To list all the URLs related to the 2014 Senate races using the pollster API, we can use a list comprehension:

In [43]:
election_urls = [election['url'] + '.csv' for election in requests.get(url_str).json()]
election_urls

[u'http://elections.huffingtonpost.com/pollster/2014-delaware-senate-wade-vs-coons.csv',
 u'http://elections.huffingtonpost.com/pollster/2014-massachusetts-senate-herr-vs-markey.csv',
 u'http://elections.huffingtonpost.com/pollster/2014-rhode-island-senate-zaccaria-vs-reed.csv',
 u'http://elections.huffingtonpost.com/pollster/2014-montana-senate-daines-vs-curtis.csv',
 u'http://elections.huffingtonpost.com/pollster/2014-oklahoma-senate-lankford-vs-johnson.csv',
 u'http://elections.huffingtonpost.com/pollster/2014-hawaii-senate-cavasso-vs-schatz.csv',
 u'http://elections.huffingtonpost.com/pollster/2014-kansas-senate-roberts-vs-orman-vs-taylor.csv',
 u'http://elections.huffingtonpost.com/pollster/2014-wyoming-senate.csv',
 u'http://elections.huffingtonpost.com/pollster/2014-tennessee-senate-alexander-vs-ball.csv',
 u'http://elections.huffingtonpost.com/pollster/2014-idaho-senate-risch-vs-mitchell.csv',
 u'http://elections.huffingtonpost.com/pollster/2014-new-jersey-senate-bell-vs-booker

Because there so many Senate races, we can create a dictionary of pandas DataFrames that will be keyed by the name of the election (a string). 

In [44]:
def build_frame(url):
    """
    Returns a pandas DataFrame object containing
    the data returned from the given url
    """
    source = requests.get(url).text
    
    # Use StringIO because pd.DataFrame.from_csv requires .read() method
    s = StringIO(source)
    
    return pd.DataFrame.from_csv(s, index_col=None).convert_objects(
            convert_dates="coerce", convert_numeric=True)

In [45]:
# Makes a dictionary of pandas DataFrames keyed on election string.
dfs = dict((election.split("/")[-1][:-4], build_frame(election)) for election in election_urls)



Show the head of the DataFrame containing the polls for the 2014 Senate race in Kentucky between McConnell and Grimes.

In [46]:
#your code here

#### Problem 4(b)

For each 2014 Senate race, create a preliminary prediction of the result for that state.

In [47]:
#your code here

# Submission Instructions

To submit your homework, create a folder named **lastname_firstinitial_hw#** and place your IPython notebooks, data files, and any other files in this folder.

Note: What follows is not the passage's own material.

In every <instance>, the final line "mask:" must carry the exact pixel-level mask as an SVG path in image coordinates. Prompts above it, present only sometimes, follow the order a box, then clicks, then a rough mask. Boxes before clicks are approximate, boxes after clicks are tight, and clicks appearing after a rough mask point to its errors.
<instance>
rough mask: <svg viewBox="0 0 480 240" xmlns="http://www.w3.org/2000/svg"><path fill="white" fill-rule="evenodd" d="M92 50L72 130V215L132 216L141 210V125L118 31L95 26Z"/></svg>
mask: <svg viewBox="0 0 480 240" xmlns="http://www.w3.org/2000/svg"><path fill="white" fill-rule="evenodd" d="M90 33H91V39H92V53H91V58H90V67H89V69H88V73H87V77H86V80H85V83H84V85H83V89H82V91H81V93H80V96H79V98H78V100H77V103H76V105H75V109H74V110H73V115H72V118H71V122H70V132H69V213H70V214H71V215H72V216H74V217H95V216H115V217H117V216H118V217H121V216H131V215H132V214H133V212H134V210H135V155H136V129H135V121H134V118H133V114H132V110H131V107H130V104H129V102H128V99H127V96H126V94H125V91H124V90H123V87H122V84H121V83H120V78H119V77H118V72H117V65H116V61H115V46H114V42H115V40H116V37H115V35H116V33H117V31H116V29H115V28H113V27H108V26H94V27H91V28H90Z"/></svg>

Your IPython Notebooks should be completely executed with the results visible in the notebook. We should not have to run any code.  Compress the folder (please use .zip compression) and submit to the CS109 dropbox in the appropriate folder. *If we cannot access your work because these directions are not followed correctly, we will not grade your work.*